UFC 129 takes place April 30 at the Rogers Center in Toronto. It is the first MMA event ever held in Ontario. It will be the largest in history with over fifty five thousand attending and over three times as many will be at the UFC Fan Expo being held April 28-29 at the Toronto Conference center. With our sponsors and UFC Canada, OP Never Quit will bring the soldiers and our young cadet Tyler to Toronto for the weekend of their lives. They will be part of the UFC Fan Expo participate in MMA seminars and press conferences. They will have the opportunity to meet some of their favorite athletes. 

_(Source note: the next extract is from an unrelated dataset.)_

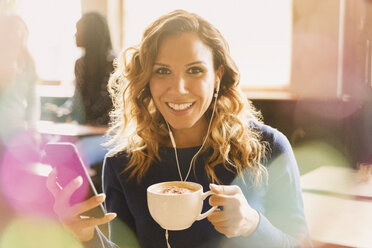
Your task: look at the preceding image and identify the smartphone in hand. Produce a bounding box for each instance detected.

OP Never Quit will be bringing 7 wounded Soldier and one Army Cadet to UFC 129 in Toronto April 30th 2011. We are counting on Canadian Businesses to show their support of these deserving wounded Canadian Heroes by sponsoring this project. UFC 129 will be the biggest UFC event in UFC history with 55000 tickets sold and the opportunity of a life time for these 7 wounded Soldiers and 1 Army Cadet. 

Thank you for your support and time and we look forward to working with you on this project.

David Harroo
Sponsorship Coordinator
Operation Never Quit
David_harroo@yahoo.ca  
BB 613-633-6555


----------



## Spanky (16 Mar 2011)

What a great experience for Tyler.  I'm sure being in the company of MCpl Mitic and the others will do wonders for his outlook.


----------



## Navalsnpr (16 Mar 2011)

Great support!!


----------



## Mike Bobbitt (9 Apr 2011)

Jody and David are at the Tryst Nightclub in Toronto tonight to Raffle off a pair of tickets to the SOLD OUT UFC 129 in Toronto April 30th. The winner of tonight's draw will go home with the tickets in there hands! All the proceeds raised will go directly to funding the 7 Wounded Soldiers and 13 year old double amputee Army Cadet, so get out there and show your support!


Cheers
Mike


----------